CHAPTER 7

5.7K 722 26
                                    

Siena melirik abangnya yang tengah menonton tv diranjangnya. Begitu juga dengan Ayah dan ibunya. Ibu menyibak gorden pemisah antara bangsal Juna dengan bangsal sebelah yang kosong. Sehingga ayah dapat menggelar kasur gulung untuk ditiduri dan menonton tv. Sedangkan Siena sendiri tengah menelungkup diatas kaki Juna yang berselimut. Membawa buku sejarah untuk dipelajari, tapi fokusnya kemana-mana.

Sudah lima hari Juna dirawat. Kondisinya memang sudah membaik. Tak mual lagi, pusing hanya sesekali, panasnya juga. Meskipun masih lemas. Dan trombositnya sudah naik walaupun tidak drastis. Tapi perlahan. Itu kemajuan.

"Mas, kenapa mas nggak sama mbak Didi lagi sih?" celetuk Siena yang seketika mendapat pelototan terkejut Juna. Tak ayal ibu dapat mendengar pertanyaan Siena, segera memasang kuping untuk mendengar jawaban Juna.

"Ngapain nanya-nanya gituh?!" gertak Juna.

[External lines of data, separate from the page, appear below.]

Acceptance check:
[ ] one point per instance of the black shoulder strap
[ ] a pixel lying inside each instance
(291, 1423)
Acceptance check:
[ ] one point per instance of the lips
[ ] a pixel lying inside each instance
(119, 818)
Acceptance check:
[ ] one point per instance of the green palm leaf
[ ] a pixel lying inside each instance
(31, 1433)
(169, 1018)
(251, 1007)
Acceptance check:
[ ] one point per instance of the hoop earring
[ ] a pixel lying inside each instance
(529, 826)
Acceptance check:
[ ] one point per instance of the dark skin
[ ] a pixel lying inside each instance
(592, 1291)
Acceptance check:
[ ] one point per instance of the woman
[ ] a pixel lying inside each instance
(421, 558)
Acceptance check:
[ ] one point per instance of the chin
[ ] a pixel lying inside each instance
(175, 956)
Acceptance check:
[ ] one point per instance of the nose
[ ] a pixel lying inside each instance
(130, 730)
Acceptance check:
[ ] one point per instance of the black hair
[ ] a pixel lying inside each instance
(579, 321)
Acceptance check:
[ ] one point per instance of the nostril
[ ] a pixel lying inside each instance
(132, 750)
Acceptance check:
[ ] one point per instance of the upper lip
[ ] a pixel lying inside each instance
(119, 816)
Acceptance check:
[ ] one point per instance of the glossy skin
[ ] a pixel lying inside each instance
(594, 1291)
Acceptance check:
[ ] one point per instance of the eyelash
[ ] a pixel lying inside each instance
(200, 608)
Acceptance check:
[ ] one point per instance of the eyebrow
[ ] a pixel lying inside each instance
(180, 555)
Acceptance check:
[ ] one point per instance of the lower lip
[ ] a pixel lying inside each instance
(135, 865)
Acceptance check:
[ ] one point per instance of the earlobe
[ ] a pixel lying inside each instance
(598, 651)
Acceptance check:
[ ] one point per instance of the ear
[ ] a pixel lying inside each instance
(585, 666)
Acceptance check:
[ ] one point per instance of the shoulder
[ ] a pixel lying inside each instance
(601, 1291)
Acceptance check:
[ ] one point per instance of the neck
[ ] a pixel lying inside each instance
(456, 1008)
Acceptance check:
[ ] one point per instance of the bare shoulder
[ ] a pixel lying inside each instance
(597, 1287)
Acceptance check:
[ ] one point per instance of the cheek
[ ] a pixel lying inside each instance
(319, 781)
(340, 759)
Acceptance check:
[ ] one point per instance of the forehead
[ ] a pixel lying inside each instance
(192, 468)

"Baik orangnya, cantik, ramah. Pacarin lagi gih." rengek Siena sembarangan.

Ya kali, dek. Mas Juna juga pengen balikan lagi. Tapi ya apa daya.Bukan jodoh masmu ini. Batin Juna muram.

"Ngawur kamu." jawab Juna seadanya, kembali menonton tv.

"Kok ngawur siih?! Dibilangin juga." kini gantian Siena yang sewot.

"Iya, mas. Kok nggak sama dokter Didi aja? Udah nggak usah cari yang baru, kamu kelamaan. Ini ada dokter Didi di depan mata, mas. Coba deketin gih. Siapa tau jodoh." timbal ibunya ikut-ikut. Juna melengos.

"Nggak bisa, bu."

"Kenapa?"

Lelaki itu mendesah, berusaha supaya lidahnya tidak terlilit.

"Diandra tuh udah nikah. Udah punya anak, bu. Juna udah pernah ketemu sama anaknya."

Hening. Respon yang baik menurut Juna. Dia tak harus kelabakan seperti teman-temannya tempo dulu saat mereka terkejut mendapati Diandra sudah bercincin.

"Serius, mas?" tanya ibu yang agaknya kecewa. Juna mengangguk tanpa mengalihkan pandangan dari tv. Karena kalau ia menatap ibunya, beliau pasti tahu kalau Juna pun turut kecewa.

"Iya sih. Aku liat mbak Didi tuh kaya dewasa banget. Keibuan juga. Nggak kaya mas Juna. Cengengas cengenges. Apalagi klo temen kantornya pada main kerumah. Beuh, kaya bocah semua." cibir Siena dan langsung dihadiahi jitakan.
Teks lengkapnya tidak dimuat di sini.